Sundance is an unincorporated community and census-designated place (CDP) in McKinley County, New Mexico, United States. As of the 2020 census, it had a population of 760.

==Geography==
The community is in the western part of the county and is bordered to the northwest by Gallup, the county seat, to the northeast by Church Rock, and to the east by federal land associated with Fort Wingate. Interstate 40 passes through the northernmost part of Sundance, with the closest access from Exit 26 (State Road 118), 2 mi to the west in Gallup.

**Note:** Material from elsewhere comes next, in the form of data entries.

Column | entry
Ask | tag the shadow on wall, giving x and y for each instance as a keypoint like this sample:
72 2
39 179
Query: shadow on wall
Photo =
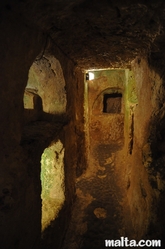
45 91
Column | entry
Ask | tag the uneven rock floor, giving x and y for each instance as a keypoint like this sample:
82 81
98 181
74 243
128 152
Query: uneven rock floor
98 212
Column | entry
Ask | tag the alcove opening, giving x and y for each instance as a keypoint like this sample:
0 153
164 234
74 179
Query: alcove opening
112 103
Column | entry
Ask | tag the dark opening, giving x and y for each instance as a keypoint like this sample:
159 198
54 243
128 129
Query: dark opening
112 103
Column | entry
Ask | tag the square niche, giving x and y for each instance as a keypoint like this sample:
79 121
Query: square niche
112 102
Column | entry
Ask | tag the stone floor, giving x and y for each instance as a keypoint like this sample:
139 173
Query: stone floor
98 212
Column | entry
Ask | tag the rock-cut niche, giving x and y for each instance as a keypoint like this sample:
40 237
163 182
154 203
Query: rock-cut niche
45 99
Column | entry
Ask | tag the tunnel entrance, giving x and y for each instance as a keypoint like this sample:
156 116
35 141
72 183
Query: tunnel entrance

According to the U.S. Census Bureau, the Sundance CDP has an area of 3.48 sqmi, all land. The community slopes north toward the valley of the Puerco River, which runs west to join the Little Colorado River in Arizona.

==Demographics==

Sundance was first listed as a CDP prior to the 2020 census.

Historical population
| Census | Pop. | Note | %± |
| 2020 | 760 |  | — |
U.S. Decennial Census

==Education==
It is in Gallup-McKinley County Public Schools.